Unfortunately, paving the old cowpaths is exactly what many enterprises appear to be doing when they attempt to implement cloud infrastructure. Treb Ryan, CEO of OpSource, has been getting in trouble with his company's new owners, Dimension Data, for repeatedly saying that he doesn't like private clouds. He did it again in his keynote speech last week, much to the dismay of colleagues out in the field selling private clouds to Dimension Data's customers. But as Ryan went on to explain in his talk, it's only certain types of private cloud he dislikes. Specifically, those that waste money because, in a nutshell, they follow the old cowpaths.

"There's stuff being sold to enterprises for private cloud that service providers that have to run at a profit would never buy," Ryan told the AATC audience last week. Out in the enterprise market, he explained, the big systems vendors and their global SI partners are specifying private clouds with sophisticated hardware platforms and complex management software that is designed for conventional enterprise computing environments. It's complete overkill for a typical cloud infrastructure. As a result, he has heard of organisations spending large sums of money to implement private cloud instances that never get used when the operating costs become fully apparent. "For the first time, I'm seeing hardware turn into shelfware," he concluded. "A large percentage of private cloud is designed to get more hardware and more software and shove it onto the customer's shelf."

I delivered my own take on private cloud in an analyst panel later the same day, succinctly summed up in this attendee's tweet: "There are no private clouds, only badly run public clouds. Aka denial clouds." Anyone that believes they can avoid the perils of the Internet today by building their own private cloud is living in cloud cuckoo land. Every enterprise IT infrastructure already touches the cloud at many points, I explained, whether it's linking to mobile devices out in the field, supporting remote locations or simply operating websites and ecommerce. It's pure denial to pretend against all the evidence that conventional approaches remain superior when almost every day there's news of yet another enterprise failing to protect its infrastructure and data because it didn't have its cloud act in order.

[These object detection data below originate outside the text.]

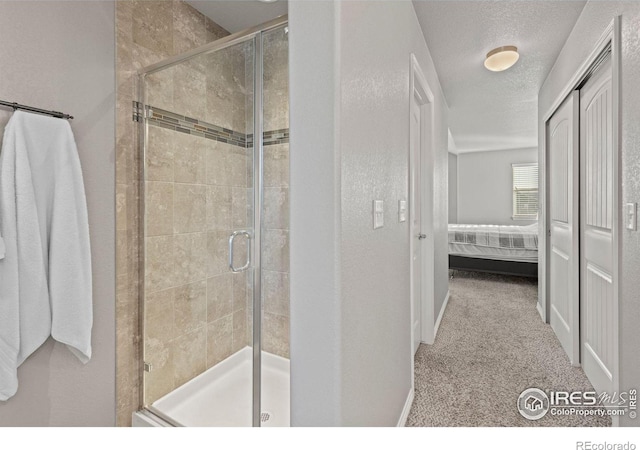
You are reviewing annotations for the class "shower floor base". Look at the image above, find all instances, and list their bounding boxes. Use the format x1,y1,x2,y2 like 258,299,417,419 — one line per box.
150,347,290,427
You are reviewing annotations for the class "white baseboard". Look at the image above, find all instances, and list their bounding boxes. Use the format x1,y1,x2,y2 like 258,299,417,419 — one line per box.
433,291,451,341
536,302,546,322
397,387,414,427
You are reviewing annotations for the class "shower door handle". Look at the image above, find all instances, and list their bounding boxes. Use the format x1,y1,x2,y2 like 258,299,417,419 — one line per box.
229,230,251,273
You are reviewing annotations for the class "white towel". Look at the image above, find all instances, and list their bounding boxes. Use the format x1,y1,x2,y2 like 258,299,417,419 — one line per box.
0,111,93,400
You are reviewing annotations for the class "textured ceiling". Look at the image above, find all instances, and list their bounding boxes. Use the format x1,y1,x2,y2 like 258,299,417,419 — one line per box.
187,0,287,33
413,0,586,153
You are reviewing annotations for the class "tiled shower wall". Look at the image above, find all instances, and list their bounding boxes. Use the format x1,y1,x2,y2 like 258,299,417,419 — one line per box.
116,0,228,426
144,44,253,405
262,29,289,358
117,1,289,425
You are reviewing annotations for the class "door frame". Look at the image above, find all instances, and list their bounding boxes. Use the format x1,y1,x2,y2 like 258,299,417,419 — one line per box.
408,53,435,366
537,16,622,426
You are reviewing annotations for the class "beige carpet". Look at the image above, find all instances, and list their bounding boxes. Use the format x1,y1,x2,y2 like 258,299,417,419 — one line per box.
407,272,610,427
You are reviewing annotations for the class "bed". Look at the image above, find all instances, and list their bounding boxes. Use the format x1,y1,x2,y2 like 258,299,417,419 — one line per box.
449,223,538,278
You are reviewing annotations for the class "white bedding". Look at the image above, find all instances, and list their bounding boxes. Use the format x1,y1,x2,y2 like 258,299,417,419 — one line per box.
449,223,538,262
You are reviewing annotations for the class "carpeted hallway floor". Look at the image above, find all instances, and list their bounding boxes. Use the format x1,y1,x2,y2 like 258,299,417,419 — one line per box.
407,272,611,427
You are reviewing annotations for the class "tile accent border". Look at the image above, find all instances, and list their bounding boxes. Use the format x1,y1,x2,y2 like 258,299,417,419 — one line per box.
147,106,289,148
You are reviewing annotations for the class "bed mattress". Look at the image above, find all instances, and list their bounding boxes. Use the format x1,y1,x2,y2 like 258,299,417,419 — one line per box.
449,224,538,262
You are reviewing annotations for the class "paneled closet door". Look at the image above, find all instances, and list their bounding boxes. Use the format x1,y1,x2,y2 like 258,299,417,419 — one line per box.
547,92,580,365
580,58,617,393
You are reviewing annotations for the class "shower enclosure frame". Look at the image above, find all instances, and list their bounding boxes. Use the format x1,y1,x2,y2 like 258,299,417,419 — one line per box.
134,15,288,427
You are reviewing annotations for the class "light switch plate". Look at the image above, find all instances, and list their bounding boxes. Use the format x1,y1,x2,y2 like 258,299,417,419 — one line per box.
624,203,638,230
398,200,407,223
373,200,384,230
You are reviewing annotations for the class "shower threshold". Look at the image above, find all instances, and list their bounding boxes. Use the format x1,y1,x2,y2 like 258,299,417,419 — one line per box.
150,347,290,427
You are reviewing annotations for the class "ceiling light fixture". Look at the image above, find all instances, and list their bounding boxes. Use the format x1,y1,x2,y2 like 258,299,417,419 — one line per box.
484,45,520,72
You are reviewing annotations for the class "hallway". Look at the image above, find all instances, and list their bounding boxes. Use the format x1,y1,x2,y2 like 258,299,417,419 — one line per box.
407,272,611,427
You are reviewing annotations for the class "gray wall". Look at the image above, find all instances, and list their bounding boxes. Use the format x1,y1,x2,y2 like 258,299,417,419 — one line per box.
448,153,458,223
289,1,448,426
538,1,640,426
0,1,116,426
458,148,538,225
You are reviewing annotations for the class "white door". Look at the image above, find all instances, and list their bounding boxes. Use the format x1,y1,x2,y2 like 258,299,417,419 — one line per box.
410,96,424,355
547,92,580,365
580,58,617,393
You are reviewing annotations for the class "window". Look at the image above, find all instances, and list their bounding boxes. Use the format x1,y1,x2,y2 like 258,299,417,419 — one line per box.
511,163,538,220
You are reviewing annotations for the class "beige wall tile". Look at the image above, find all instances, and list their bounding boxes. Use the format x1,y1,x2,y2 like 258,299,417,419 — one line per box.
232,309,248,353
115,0,238,426
264,188,289,230
116,230,129,275
264,89,289,131
173,327,207,387
145,181,174,236
173,233,207,286
173,281,207,335
205,139,231,186
207,315,233,368
262,230,289,272
133,0,173,54
116,183,128,231
174,133,206,184
262,313,289,358
143,68,178,111
231,187,253,230
262,270,289,317
233,271,253,311
207,186,232,231
207,273,234,323
146,127,175,181
144,339,176,405
264,144,289,187
173,2,207,53
173,63,207,120
207,231,229,277
224,144,248,187
173,183,207,233
144,288,177,344
145,236,176,292
205,17,229,42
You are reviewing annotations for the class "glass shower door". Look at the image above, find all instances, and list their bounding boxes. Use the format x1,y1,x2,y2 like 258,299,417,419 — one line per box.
140,35,261,426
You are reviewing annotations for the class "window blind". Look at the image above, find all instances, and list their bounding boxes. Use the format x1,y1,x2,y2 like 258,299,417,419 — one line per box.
512,163,538,219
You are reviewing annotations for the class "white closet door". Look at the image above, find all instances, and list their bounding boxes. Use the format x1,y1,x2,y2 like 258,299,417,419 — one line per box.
410,96,423,355
580,59,617,393
547,92,580,365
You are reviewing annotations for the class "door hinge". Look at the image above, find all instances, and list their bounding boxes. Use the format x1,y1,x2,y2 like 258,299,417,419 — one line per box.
133,101,153,122
133,100,142,122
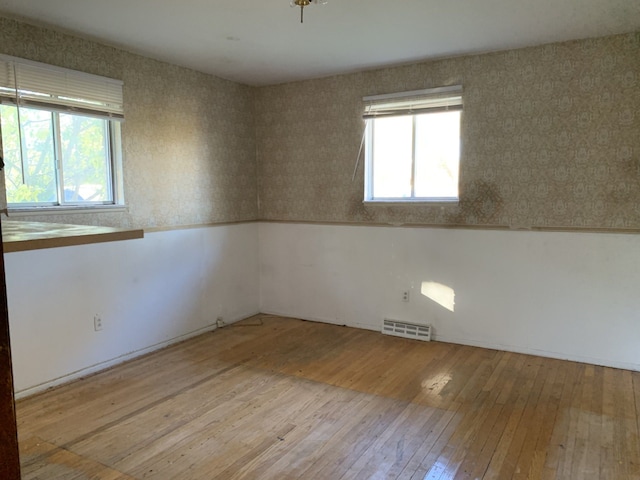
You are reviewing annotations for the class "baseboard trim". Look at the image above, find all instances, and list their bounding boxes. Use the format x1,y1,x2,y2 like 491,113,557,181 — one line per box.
15,312,260,400
262,309,640,372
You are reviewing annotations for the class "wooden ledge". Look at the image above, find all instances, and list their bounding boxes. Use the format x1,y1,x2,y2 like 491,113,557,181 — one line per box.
2,220,144,253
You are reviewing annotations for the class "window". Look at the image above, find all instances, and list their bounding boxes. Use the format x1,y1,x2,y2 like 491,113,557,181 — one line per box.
0,56,123,209
364,86,462,202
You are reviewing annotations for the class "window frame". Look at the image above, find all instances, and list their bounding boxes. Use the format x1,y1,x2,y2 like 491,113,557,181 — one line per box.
363,85,462,205
0,55,126,215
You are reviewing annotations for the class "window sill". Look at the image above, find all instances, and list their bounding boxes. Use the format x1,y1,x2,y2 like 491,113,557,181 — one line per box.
362,198,460,207
2,220,144,253
7,205,127,217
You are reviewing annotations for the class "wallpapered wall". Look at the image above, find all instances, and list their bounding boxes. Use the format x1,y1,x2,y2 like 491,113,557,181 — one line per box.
0,18,640,229
256,33,640,229
0,18,257,227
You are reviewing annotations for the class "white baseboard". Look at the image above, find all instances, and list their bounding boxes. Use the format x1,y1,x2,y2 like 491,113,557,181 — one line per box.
262,310,640,372
15,312,260,400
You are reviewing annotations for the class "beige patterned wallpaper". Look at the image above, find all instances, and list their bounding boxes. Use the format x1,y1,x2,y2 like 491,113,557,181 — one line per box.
256,33,640,229
0,18,258,228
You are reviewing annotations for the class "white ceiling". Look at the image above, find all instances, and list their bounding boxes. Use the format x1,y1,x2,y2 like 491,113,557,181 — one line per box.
0,0,640,85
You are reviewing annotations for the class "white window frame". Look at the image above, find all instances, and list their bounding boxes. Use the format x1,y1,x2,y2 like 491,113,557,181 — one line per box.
363,85,462,204
0,55,125,215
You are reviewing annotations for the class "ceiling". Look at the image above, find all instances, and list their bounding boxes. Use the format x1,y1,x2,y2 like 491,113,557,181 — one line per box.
0,0,640,85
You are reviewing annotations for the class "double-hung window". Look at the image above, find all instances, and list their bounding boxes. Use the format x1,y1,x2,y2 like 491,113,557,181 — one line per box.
363,86,462,202
0,55,124,210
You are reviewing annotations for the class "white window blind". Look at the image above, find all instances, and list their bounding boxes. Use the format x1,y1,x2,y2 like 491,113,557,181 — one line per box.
0,55,124,120
362,85,462,119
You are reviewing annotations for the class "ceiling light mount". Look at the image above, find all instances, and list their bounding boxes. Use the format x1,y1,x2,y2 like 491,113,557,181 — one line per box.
291,0,327,23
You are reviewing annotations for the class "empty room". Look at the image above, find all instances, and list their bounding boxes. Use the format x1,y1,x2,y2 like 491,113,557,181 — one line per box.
0,0,640,480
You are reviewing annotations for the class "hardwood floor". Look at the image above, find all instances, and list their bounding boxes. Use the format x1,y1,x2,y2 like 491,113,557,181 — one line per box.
17,316,640,480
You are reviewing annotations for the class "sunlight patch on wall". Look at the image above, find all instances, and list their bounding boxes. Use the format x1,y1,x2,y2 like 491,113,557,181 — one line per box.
420,282,456,312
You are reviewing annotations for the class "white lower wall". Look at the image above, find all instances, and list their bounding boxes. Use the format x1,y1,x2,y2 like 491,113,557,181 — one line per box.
5,223,259,397
259,223,640,370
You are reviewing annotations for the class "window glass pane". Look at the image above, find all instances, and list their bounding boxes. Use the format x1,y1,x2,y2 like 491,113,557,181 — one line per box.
372,116,413,198
0,105,57,203
415,112,460,197
60,113,112,203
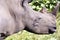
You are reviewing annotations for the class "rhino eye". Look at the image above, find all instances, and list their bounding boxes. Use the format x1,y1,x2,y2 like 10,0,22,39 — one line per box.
38,18,41,20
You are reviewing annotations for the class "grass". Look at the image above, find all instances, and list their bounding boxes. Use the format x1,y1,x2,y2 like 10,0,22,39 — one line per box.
5,13,60,40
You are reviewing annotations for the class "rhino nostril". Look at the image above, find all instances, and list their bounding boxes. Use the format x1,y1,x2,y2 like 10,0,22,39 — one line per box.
53,27,56,29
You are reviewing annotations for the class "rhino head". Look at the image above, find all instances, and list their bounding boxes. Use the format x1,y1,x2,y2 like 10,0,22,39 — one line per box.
23,0,60,34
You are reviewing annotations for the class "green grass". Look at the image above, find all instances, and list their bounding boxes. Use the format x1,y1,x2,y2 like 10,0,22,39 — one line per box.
5,13,60,40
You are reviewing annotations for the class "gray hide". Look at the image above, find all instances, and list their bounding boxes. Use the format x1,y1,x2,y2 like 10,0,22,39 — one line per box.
0,0,59,37
23,0,60,34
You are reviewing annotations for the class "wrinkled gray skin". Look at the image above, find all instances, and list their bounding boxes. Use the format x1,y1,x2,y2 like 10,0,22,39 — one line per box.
23,1,59,34
0,0,59,40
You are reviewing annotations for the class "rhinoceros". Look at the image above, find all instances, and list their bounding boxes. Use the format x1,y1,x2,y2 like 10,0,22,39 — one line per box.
0,0,60,40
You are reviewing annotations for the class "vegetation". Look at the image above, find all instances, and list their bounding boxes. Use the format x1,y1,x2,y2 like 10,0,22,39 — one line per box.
5,0,60,40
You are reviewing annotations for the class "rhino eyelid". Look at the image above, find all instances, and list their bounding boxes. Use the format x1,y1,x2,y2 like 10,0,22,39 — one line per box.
38,18,41,19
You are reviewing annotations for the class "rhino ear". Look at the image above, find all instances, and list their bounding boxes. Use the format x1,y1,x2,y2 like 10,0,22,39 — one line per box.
52,2,60,16
40,7,47,13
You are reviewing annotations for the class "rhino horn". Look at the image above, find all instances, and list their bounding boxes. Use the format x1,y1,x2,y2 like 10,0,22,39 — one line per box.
52,2,60,16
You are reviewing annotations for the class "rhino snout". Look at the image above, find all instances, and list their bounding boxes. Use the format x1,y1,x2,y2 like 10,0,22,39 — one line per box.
49,27,56,34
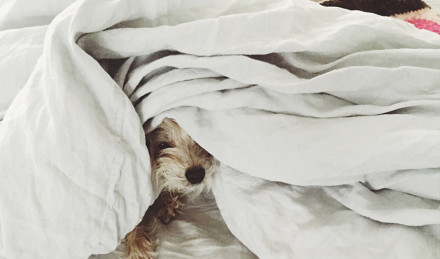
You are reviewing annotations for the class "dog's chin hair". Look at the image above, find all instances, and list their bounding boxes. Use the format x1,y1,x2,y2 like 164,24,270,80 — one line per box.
153,163,214,199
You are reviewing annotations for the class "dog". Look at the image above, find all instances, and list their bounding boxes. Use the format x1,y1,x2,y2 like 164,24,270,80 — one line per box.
124,118,215,259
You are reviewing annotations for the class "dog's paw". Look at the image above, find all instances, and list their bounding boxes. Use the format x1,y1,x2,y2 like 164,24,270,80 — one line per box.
157,193,184,225
123,226,157,259
157,202,182,225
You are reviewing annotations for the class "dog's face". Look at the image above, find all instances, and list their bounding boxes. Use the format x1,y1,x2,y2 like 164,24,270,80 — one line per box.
146,118,215,197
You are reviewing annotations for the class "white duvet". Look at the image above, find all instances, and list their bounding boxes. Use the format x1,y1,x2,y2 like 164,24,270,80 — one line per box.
0,0,440,259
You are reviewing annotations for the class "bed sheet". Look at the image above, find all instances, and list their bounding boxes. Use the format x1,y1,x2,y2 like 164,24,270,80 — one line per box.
0,0,440,259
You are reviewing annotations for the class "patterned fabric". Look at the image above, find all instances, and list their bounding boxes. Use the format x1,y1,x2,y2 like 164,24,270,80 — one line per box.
318,0,440,34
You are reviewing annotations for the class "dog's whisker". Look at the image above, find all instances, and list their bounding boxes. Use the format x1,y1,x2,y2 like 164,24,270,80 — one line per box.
124,118,216,259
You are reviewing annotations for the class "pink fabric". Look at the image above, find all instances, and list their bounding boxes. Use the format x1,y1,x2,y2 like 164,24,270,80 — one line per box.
406,19,440,34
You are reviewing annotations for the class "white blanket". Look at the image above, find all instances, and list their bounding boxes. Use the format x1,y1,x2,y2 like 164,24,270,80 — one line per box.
0,0,440,259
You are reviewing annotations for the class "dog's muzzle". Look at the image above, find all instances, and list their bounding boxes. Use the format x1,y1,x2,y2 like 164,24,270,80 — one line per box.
185,167,205,184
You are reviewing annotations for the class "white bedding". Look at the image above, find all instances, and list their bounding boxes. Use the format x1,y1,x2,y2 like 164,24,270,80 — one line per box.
0,0,440,259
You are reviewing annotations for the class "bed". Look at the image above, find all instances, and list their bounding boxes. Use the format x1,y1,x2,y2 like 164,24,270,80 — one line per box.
0,0,440,259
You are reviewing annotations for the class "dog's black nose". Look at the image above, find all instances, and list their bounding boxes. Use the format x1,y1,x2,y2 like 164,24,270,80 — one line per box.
185,167,205,184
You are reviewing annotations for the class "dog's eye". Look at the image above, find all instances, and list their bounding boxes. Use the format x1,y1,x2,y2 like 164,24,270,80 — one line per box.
157,141,171,150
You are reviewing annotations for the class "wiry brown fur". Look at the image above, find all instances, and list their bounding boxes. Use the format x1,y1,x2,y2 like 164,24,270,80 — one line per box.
124,119,214,259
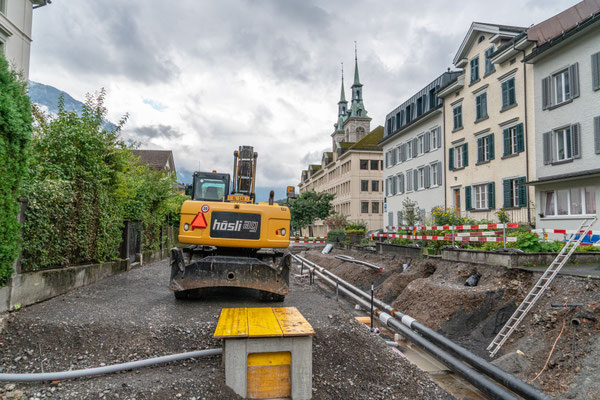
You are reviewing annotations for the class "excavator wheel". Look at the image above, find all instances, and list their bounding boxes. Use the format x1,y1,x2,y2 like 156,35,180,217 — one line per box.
258,290,285,303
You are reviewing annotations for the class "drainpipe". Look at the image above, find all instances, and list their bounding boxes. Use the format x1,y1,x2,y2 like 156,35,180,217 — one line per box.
513,43,535,226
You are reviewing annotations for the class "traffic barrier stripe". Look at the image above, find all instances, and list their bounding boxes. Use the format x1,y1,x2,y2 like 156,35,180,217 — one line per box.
386,223,519,231
371,233,517,243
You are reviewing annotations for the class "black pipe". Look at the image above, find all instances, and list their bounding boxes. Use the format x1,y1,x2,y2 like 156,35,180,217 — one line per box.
296,256,552,400
314,262,518,400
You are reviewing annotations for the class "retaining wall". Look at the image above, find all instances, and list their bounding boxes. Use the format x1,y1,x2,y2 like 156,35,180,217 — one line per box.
0,249,169,312
375,242,422,257
442,249,600,267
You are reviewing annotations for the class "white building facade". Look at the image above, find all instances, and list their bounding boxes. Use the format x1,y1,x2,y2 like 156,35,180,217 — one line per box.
379,72,459,230
0,0,49,81
526,2,600,230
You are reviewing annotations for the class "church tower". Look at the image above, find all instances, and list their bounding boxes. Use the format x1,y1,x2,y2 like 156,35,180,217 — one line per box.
344,42,371,142
331,63,348,152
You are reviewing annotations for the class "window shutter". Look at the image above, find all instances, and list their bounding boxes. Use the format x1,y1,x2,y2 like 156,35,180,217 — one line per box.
465,186,472,211
569,63,579,99
517,176,527,207
517,124,525,153
592,52,600,90
488,182,496,210
542,76,552,110
571,124,581,158
477,138,483,163
413,169,419,190
502,179,512,208
542,132,553,165
594,115,600,154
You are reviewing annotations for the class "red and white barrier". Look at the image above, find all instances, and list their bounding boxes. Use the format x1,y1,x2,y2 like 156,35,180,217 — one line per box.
371,233,517,243
385,223,519,231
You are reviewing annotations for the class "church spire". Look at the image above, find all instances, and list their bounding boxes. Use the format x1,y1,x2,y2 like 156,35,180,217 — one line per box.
352,40,362,87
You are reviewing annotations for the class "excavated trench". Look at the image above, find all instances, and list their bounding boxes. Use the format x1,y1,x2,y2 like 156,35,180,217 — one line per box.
299,245,600,400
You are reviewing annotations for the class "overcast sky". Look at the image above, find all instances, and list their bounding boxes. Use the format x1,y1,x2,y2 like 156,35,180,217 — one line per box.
30,0,577,187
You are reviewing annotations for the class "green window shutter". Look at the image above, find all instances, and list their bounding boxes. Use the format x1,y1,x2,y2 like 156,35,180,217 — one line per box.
488,182,496,210
517,176,527,207
517,124,525,153
502,179,512,208
465,186,472,211
477,138,483,163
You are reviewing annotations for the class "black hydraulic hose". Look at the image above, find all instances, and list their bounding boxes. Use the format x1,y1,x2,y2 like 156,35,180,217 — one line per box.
296,256,552,400
0,349,223,382
304,262,518,400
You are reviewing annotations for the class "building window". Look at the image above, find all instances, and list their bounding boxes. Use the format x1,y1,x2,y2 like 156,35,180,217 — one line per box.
485,46,496,75
555,128,573,161
542,186,596,217
502,77,517,109
360,181,369,192
448,143,469,171
477,133,494,163
371,201,379,214
452,104,462,130
475,93,487,122
360,201,369,214
371,181,379,192
417,167,425,189
554,69,571,104
502,177,527,208
473,184,488,210
502,124,525,157
471,56,479,83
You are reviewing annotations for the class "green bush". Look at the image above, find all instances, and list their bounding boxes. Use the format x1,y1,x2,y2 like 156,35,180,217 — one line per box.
0,53,32,287
327,229,346,243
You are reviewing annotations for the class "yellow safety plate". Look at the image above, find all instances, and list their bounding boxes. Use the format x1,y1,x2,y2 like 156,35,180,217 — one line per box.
248,307,283,337
214,308,248,339
273,307,315,336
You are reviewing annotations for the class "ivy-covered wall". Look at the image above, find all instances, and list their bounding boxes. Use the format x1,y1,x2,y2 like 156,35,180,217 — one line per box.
0,57,32,287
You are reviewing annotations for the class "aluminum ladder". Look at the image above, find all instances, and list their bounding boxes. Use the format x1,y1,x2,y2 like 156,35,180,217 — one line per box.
486,217,598,357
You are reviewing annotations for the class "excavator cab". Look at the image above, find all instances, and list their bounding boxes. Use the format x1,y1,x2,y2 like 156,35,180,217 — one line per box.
169,146,291,301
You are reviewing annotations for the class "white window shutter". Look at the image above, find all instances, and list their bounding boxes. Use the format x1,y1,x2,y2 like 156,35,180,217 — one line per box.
542,76,552,110
569,63,579,99
542,132,553,165
571,124,581,158
594,115,600,154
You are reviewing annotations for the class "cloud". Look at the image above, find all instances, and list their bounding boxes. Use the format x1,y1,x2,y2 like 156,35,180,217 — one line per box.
30,0,574,186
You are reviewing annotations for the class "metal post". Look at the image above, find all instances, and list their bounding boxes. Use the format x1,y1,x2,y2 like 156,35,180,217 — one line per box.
371,282,375,332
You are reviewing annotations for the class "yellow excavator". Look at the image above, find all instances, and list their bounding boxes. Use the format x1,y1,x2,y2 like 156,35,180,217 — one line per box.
169,146,291,301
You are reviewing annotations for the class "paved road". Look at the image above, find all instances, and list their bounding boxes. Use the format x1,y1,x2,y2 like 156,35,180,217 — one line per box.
0,261,450,399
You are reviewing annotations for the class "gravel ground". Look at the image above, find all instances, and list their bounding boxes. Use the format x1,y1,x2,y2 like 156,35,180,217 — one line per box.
0,261,453,400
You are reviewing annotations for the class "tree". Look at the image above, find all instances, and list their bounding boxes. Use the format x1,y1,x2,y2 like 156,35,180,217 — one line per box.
291,190,334,234
0,54,32,287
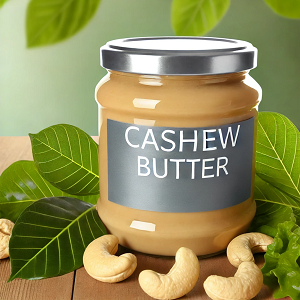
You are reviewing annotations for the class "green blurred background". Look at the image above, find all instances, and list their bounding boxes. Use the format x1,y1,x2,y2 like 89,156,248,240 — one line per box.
0,0,300,136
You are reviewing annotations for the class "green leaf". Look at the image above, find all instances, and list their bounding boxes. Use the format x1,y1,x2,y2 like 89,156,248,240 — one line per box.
26,0,100,47
265,0,300,19
256,112,300,201
0,160,99,222
261,221,300,300
249,176,300,237
9,197,106,281
29,124,99,195
172,0,230,36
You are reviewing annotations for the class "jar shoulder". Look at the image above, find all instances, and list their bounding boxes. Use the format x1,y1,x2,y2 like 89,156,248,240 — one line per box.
95,74,262,115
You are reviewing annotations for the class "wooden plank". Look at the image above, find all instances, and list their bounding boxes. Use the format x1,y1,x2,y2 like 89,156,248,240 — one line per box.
0,259,74,300
0,137,290,300
0,137,74,300
73,251,284,300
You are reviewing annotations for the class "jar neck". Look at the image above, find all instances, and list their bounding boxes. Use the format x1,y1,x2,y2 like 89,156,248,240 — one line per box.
108,70,249,86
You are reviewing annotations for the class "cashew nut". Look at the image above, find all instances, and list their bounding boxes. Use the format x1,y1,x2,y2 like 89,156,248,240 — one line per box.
83,234,137,283
139,247,200,299
0,219,15,259
203,261,263,300
227,232,274,267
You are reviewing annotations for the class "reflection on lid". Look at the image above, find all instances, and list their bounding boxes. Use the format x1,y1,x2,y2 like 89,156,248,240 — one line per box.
134,118,155,126
139,75,163,86
132,98,160,109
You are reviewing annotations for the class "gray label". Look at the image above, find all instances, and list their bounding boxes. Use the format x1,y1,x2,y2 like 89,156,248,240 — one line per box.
107,118,254,212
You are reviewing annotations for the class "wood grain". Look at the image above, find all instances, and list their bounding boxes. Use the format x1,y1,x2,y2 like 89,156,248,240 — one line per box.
0,259,74,300
0,137,290,300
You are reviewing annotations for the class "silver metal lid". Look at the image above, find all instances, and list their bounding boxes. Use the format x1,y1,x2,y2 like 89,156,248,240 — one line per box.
100,37,257,75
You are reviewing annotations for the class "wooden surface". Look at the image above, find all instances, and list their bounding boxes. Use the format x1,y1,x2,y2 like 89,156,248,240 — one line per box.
0,137,290,300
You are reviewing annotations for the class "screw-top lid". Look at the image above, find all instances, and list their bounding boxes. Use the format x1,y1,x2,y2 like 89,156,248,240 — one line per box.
100,37,257,75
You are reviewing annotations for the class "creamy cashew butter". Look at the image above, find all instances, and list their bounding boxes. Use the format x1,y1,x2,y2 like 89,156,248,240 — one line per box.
96,37,261,255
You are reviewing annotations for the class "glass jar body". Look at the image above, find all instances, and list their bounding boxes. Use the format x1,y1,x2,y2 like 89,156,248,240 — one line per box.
96,71,261,255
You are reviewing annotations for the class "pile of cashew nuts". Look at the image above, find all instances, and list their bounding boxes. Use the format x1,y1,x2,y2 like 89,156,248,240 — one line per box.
83,232,273,300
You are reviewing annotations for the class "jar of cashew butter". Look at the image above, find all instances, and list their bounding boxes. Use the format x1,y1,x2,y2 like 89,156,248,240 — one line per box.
96,37,261,256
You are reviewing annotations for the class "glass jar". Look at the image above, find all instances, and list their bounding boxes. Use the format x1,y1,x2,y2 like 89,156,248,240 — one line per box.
96,37,261,256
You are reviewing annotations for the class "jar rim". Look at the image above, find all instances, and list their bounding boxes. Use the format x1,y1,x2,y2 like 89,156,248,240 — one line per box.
100,36,257,75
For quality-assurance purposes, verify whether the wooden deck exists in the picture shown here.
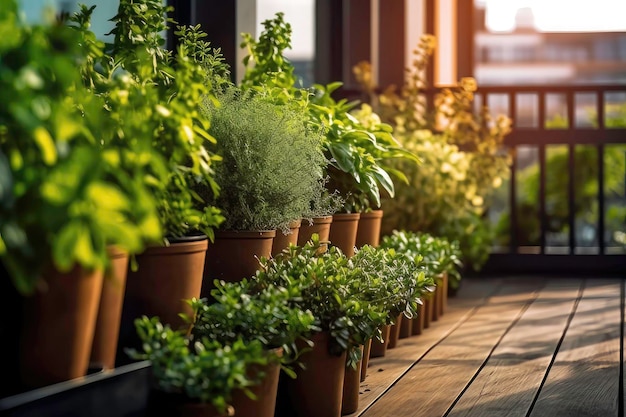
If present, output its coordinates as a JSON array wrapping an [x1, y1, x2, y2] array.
[[351, 277, 624, 417]]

Instead of continuing to pave the old cowpaths and hoping the Internet will go away, enterprises should be building infrastructure that learns from the best practice established by today's leading public cloud operators — and if they can't they should run their IT directly on public cloud platforms. The back end will still be private to their administrators, but if it is built to rigorous public cloud standards, it will meet all the economic, performance and compliance requirements they need while delivering all of those crucial emerging capabilities Lock discussed in his presentation. That of course is what Ryan means when he doesn't like private clouds, and it bears out a sentiment originally tweeted more than a year ago by Adrian Cockcroft, cloud architect at Netflix: "There is no technical reason for private cloud to exist, it's all $, FUD and internal politics."